Install acme.sh, then issue a certificate with the "webroot" method, which proves you control the domain by placing a temporary file in your site's document root:

# pkg install acme.sh
# acme.sh --set-default-ca --server letsencrypt        # one time, before your first issue
# acme.sh --issue -d example.com -d www.example.com \
    -w /home/youruser/public_html

Then install (copy) the certificate to a stable location Apache reads from, with an automatic reload on renewal:

# acme.sh --install-cert -d example.com \
    --cert-file      /usr/local/etc/apache24/certs/example.com/cert.pem \
    --key-file       /usr/local/etc/apache24/certs/example.com/key.pem \
    --fullchain-file /usr/local/etc/apache24/certs/example.com/fullchain.pem \
    --reloadcmd "service apache24 reload"

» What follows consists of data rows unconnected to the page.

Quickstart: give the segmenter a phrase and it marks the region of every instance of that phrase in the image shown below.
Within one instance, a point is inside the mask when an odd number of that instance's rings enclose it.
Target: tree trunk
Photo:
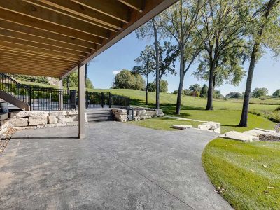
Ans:
[[[180,48],[180,82],[179,87],[178,88],[178,95],[177,95],[177,102],[176,104],[176,114],[179,115],[181,111],[181,101],[182,98],[182,91],[183,91],[183,80],[185,77],[185,74],[183,72],[185,69],[185,63],[184,63],[184,50],[181,48]]]
[[[256,62],[256,55],[259,50],[259,44],[255,42],[253,50],[251,55],[250,66],[248,71],[247,82],[246,83],[246,90],[244,94],[244,99],[243,101],[242,113],[241,115],[240,122],[239,126],[247,127],[248,122],[248,113],[249,110],[249,102],[251,89],[252,87],[253,75],[255,69],[255,64]]]
[[[85,64],[85,88],[87,86],[87,77],[88,77],[88,63],[86,63]]]
[[[207,105],[206,110],[213,110],[213,90],[214,83],[215,65],[214,62],[210,62],[209,83],[208,84]]]
[[[146,75],[147,84],[146,85],[146,105],[148,105],[148,74]]]
[[[160,108],[160,54],[158,52],[158,31],[155,24],[155,19],[152,19],[155,47],[155,107]]]
[[[275,6],[279,1],[276,1],[276,0],[270,0],[266,6],[265,13],[264,15],[264,18],[267,19],[270,16],[270,11],[273,9],[273,7]],[[260,50],[260,39],[262,36],[263,30],[265,29],[265,24],[262,24],[260,27],[260,31],[258,33],[258,37],[255,38],[255,43],[253,46],[253,49],[252,51],[252,54],[251,55],[250,60],[250,66],[249,69],[248,71],[248,76],[247,76],[247,82],[246,84],[246,90],[244,94],[244,99],[243,101],[243,107],[242,107],[242,113],[241,115],[240,122],[239,126],[240,127],[247,127],[248,126],[248,113],[249,109],[249,102],[250,102],[250,93],[251,89],[252,87],[252,80],[253,71],[255,70],[255,65],[257,60],[257,55]]]

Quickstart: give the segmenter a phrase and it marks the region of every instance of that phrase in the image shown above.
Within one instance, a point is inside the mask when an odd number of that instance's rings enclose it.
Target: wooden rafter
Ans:
[[[176,0],[0,0],[0,72],[64,77]]]
[[[129,7],[139,11],[143,12],[143,1],[138,0],[118,0],[118,1],[128,6]]]

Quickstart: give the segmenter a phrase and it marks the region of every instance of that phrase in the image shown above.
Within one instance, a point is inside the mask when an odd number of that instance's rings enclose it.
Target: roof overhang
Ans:
[[[0,71],[63,78],[177,0],[0,0]]]

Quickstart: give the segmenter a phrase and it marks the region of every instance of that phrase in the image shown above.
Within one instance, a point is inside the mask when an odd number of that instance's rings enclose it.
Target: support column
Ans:
[[[58,89],[59,90],[58,97],[58,108],[62,110],[63,108],[63,79],[59,78],[58,80]],[[61,91],[61,92],[60,92]]]
[[[85,137],[85,65],[78,67],[78,129],[79,138]]]

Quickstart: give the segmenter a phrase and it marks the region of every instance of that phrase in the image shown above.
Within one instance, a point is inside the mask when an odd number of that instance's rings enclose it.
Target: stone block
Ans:
[[[174,128],[174,129],[178,129],[178,130],[186,130],[186,129],[192,128],[192,125],[174,125],[172,127]]]
[[[28,119],[29,125],[46,125],[48,123],[48,116],[33,116]]]
[[[157,116],[157,111],[155,110],[149,110],[148,111],[148,116],[150,116],[152,118]]]
[[[27,118],[33,116],[48,116],[49,111],[13,111],[9,113],[10,118]]]
[[[220,135],[219,137],[231,139],[245,142],[253,142],[259,141],[259,138],[258,136],[248,135],[236,131],[230,131],[226,132],[222,135]]]
[[[50,116],[61,116],[66,115],[67,112],[66,111],[50,111]]]
[[[58,122],[58,119],[57,116],[48,116],[48,124],[53,124],[53,123],[57,123]]]
[[[0,120],[4,120],[8,119],[8,113],[4,113],[0,114]]]
[[[66,123],[54,123],[54,124],[46,124],[44,125],[43,126],[45,127],[64,127],[66,126]]]
[[[68,115],[78,115],[78,110],[71,110],[71,111],[67,111],[66,113],[67,113]]]
[[[65,117],[64,115],[58,115],[57,118],[58,118],[59,123],[70,122],[73,122],[73,120],[74,120],[74,118],[67,118],[67,117]]]
[[[22,127],[27,125],[28,119],[26,118],[11,118],[8,122],[8,127]]]
[[[78,125],[78,121],[74,121],[74,122],[69,122],[66,123],[67,126],[76,126]]]

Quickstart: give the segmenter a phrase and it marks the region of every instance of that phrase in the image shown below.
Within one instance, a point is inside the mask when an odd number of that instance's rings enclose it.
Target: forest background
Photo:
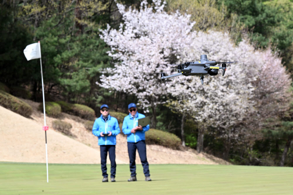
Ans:
[[[39,40],[46,101],[97,116],[104,103],[127,113],[137,103],[152,127],[199,152],[293,166],[292,0],[15,0],[0,10],[0,82],[12,93],[42,101],[39,61],[23,53]],[[176,72],[168,64],[202,54],[240,62],[202,86],[196,76],[160,80]]]

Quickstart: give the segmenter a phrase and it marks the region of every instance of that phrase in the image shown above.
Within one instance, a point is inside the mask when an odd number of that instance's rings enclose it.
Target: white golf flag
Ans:
[[[29,45],[23,50],[23,53],[28,61],[41,58],[41,49],[40,42]]]

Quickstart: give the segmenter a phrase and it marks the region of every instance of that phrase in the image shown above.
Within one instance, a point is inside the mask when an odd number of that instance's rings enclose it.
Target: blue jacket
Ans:
[[[109,131],[112,132],[111,136],[102,137],[100,134],[101,132],[108,133]],[[101,115],[101,116],[95,121],[93,126],[93,134],[98,136],[99,146],[116,145],[116,136],[120,133],[118,121],[116,118],[110,116],[110,115],[105,122]]]
[[[145,117],[145,116],[142,114],[137,113],[134,118],[132,118],[131,114],[129,115],[124,118],[122,125],[122,132],[125,135],[127,135],[127,141],[135,142],[141,140],[145,140],[144,132],[149,129],[149,125],[145,127],[142,127],[142,131],[137,131],[135,133],[132,133],[130,132],[133,127],[138,125],[138,119]]]

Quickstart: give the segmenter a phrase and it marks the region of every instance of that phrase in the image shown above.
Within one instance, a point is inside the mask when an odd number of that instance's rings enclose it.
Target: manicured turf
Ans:
[[[108,171],[110,166],[107,165]],[[117,165],[115,182],[102,183],[100,165],[0,163],[1,194],[292,194],[293,168],[150,165],[151,182],[141,165],[137,182],[127,181],[127,165]],[[109,174],[109,172],[108,173]],[[110,176],[109,176],[110,179]]]

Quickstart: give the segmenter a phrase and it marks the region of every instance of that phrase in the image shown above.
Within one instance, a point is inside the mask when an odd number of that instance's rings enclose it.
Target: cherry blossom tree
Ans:
[[[188,115],[198,124],[197,151],[203,149],[205,134],[213,133],[223,140],[227,157],[233,142],[251,139],[262,118],[286,109],[291,81],[270,50],[255,51],[245,40],[235,45],[226,33],[192,31],[189,16],[168,14],[164,6],[159,0],[151,6],[144,1],[139,11],[126,11],[117,4],[124,23],[118,30],[108,26],[101,36],[117,62],[97,84],[136,95],[145,111],[151,109],[153,127],[157,106],[171,94],[173,99],[167,100],[168,105],[182,114],[182,122]],[[196,76],[160,80],[160,73],[176,72],[168,64],[196,61],[203,54],[210,61],[239,62],[227,64],[224,77],[221,70],[206,76],[203,85]],[[208,132],[211,127],[217,132]]]
[[[204,135],[212,127],[224,140],[224,156],[227,158],[233,141],[244,135],[251,139],[250,130],[261,126],[262,118],[277,114],[287,107],[291,81],[280,59],[270,50],[255,51],[245,41],[234,45],[228,34],[218,32],[198,32],[191,36],[192,46],[184,50],[186,61],[204,54],[210,60],[239,62],[227,64],[224,77],[220,76],[222,73],[206,76],[203,85],[198,77],[177,78],[176,85],[169,88],[177,101],[170,104],[173,109],[186,111],[199,124],[198,151],[202,150]],[[239,125],[244,121],[250,128]]]
[[[188,35],[194,25],[188,15],[167,14],[165,3],[154,0],[149,6],[144,1],[139,11],[131,7],[126,11],[117,4],[124,23],[117,30],[108,25],[101,36],[111,47],[109,55],[118,62],[106,70],[99,84],[136,95],[145,111],[151,108],[153,127],[157,106],[168,93],[168,81],[160,80],[160,73],[171,72],[167,64],[177,61],[183,47],[190,43]]]

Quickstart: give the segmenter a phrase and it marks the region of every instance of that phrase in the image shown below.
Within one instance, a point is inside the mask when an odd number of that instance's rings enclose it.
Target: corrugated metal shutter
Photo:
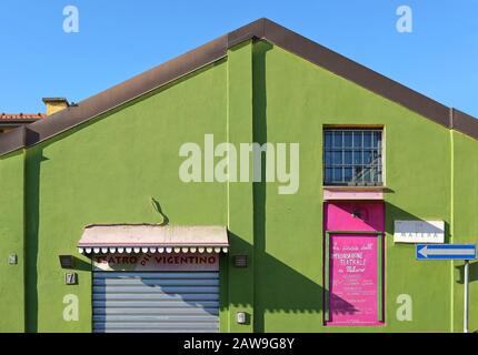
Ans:
[[[218,272],[93,272],[96,333],[217,333]]]

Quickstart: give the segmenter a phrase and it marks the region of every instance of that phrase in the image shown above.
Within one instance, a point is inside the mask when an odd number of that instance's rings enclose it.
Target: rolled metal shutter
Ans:
[[[93,272],[94,333],[217,333],[218,272]]]

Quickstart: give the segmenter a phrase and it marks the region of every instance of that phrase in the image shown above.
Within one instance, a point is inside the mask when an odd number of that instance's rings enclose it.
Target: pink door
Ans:
[[[384,204],[326,204],[326,323],[382,321]]]

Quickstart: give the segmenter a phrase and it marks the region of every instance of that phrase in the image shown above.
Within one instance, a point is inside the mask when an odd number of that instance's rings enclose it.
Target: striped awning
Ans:
[[[225,226],[156,224],[89,225],[78,243],[81,254],[227,253]]]

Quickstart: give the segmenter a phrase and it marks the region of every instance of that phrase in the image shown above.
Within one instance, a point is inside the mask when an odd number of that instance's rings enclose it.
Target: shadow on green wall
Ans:
[[[38,332],[38,231],[40,205],[40,169],[43,161],[43,150],[33,148],[27,151],[26,164],[26,331]]]
[[[248,255],[253,255],[248,267],[255,268],[253,331],[256,333],[266,331],[266,314],[271,313],[316,314],[318,323],[323,324],[323,295],[327,290],[319,285],[318,282],[320,281],[310,280],[267,253],[265,251],[265,234],[255,235],[255,246],[233,233],[229,233],[229,242],[235,253],[241,251]],[[241,268],[235,267],[232,262],[230,257],[228,265],[231,270],[230,277],[238,276],[241,271]],[[248,290],[246,287],[233,290],[236,300],[240,300],[241,292],[247,296]],[[337,308],[333,314],[353,314],[357,312],[352,304],[338,295],[332,294],[331,298],[340,304],[340,308]],[[231,302],[231,304],[237,307],[249,306],[249,304],[237,302]]]
[[[266,88],[266,60],[267,52],[272,44],[258,41],[253,47],[253,142],[263,144],[268,142],[267,135],[267,88]],[[266,156],[261,156],[261,176],[266,176]],[[313,281],[291,268],[280,260],[266,252],[266,185],[262,182],[253,183],[253,243],[250,245],[239,236],[230,233],[230,243],[241,251],[253,255],[250,267],[253,267],[253,331],[266,331],[266,314],[268,313],[311,313],[318,315],[318,322],[323,323],[323,295],[325,290]],[[322,255],[317,257],[321,258]],[[233,268],[233,265],[229,265]],[[320,272],[319,272],[320,273]],[[353,305],[333,295],[340,302],[345,313],[355,313]],[[341,311],[337,311],[340,312]]]

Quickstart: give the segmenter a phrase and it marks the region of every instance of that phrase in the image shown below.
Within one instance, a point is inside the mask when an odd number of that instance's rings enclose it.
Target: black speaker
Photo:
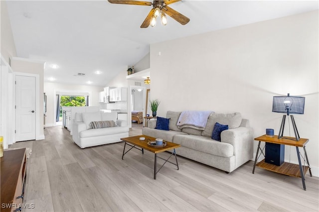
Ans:
[[[277,143],[266,143],[265,162],[280,166],[285,160],[285,145]]]

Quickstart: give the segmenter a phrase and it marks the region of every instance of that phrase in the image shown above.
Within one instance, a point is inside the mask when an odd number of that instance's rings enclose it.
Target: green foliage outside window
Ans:
[[[62,96],[61,97],[60,106],[85,106],[85,97],[70,97]]]

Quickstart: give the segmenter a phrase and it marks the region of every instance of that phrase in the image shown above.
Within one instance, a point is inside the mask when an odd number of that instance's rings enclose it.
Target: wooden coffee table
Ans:
[[[141,141],[140,140],[140,138],[141,137],[144,137],[145,138],[145,140],[143,141]],[[148,142],[150,141],[155,141],[155,138],[153,138],[153,137],[148,136],[147,135],[138,135],[137,136],[133,136],[133,137],[128,137],[127,138],[121,138],[121,140],[125,142],[125,144],[124,144],[124,149],[123,149],[123,154],[122,156],[122,159],[123,159],[123,157],[124,155],[128,153],[130,150],[132,149],[133,148],[137,149],[139,150],[142,151],[142,153],[144,154],[144,149],[146,149],[148,151],[149,151],[151,152],[153,152],[155,154],[155,158],[154,159],[154,179],[156,180],[156,174],[160,171],[160,169],[164,166],[164,165],[166,163],[166,162],[168,163],[170,163],[172,164],[174,164],[177,167],[177,170],[179,169],[178,167],[178,163],[177,162],[177,157],[176,155],[176,152],[175,151],[175,149],[179,147],[180,145],[176,144],[175,143],[171,143],[170,142],[164,141],[166,142],[166,145],[165,146],[163,147],[154,147],[153,146],[150,146],[148,144]],[[126,152],[125,151],[125,147],[126,145],[129,145],[131,146],[131,148],[127,150]],[[137,148],[140,147],[140,148]],[[164,158],[162,158],[158,156],[158,154],[160,152],[163,152],[165,151],[170,150],[171,149],[173,149],[173,152],[170,154],[169,157],[167,159],[165,159]],[[175,156],[175,159],[176,159],[176,164],[172,163],[170,161],[168,161],[170,157],[172,155],[174,155]],[[160,169],[158,170],[157,167],[157,159],[158,158],[160,158],[162,160],[165,161],[163,165],[160,168]]]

acme.sh installs its own cron entry to renew certificates automatically (Let's Encrypt certificates are valid for 90 days and renew well before expiry).

 

bullet Rocky Linux: Certbot

Install Apache's TLS module and Certbot (from EPEL — see Installing Software), then let Certbot's Apache plugin read your virtual hosts, prove control of each domain, install the certificate, and add the HTTPS configuration for you:

# dnf install mod_ssl certbot python3-certbot-apache
# certbot --apache -d example.com -d www.example.com

Certbot stores the certificate under /etc/letsencrypt/live/example.com/ and installs a systemd timer that renews automatically. Confirm it with systemctl list-timers certbot-renew.timer, and test renewal safely with certbot renew --dry-run.

 

bullet The HTTPS Virtual Host

If you manage the HTTPS virtual host yourself, add a *:443 block alongside your *:80 one, referencing the certificate files:

<VirtualHost *:443>
    ServerName example.com
    ServerAlias www.example.com
    DocumentRoot /home/youruser/public_html

    SSLEngine on
    SSLCertificateFile      /etc/letsencrypt/live/example.com/fullchain.pem
    SSLCertificateKeyFile   /etc/letsencrypt/live/example.com/privkey.pem
</VirtualHost>

(On FreeBSD, point these at the cert.pem / key.pem / fullchain.pem files acme.sh installed.) Thanks to SNI, one IP address can serve a separate certificate for every site you host.

 

bullet Hardening

Once the certificate works, finish the job: redirect plain HTTP to HTTPS, and (once you are confident everything loads over HTTPS) enable HSTS so browsers refuse to fall back. A minimal redirect in the *:80 virtual host:

    Redirect permanent / https://example.com/

Apache's documentation covers cipher and protocol tuning if you need to meet a specific compliance standard.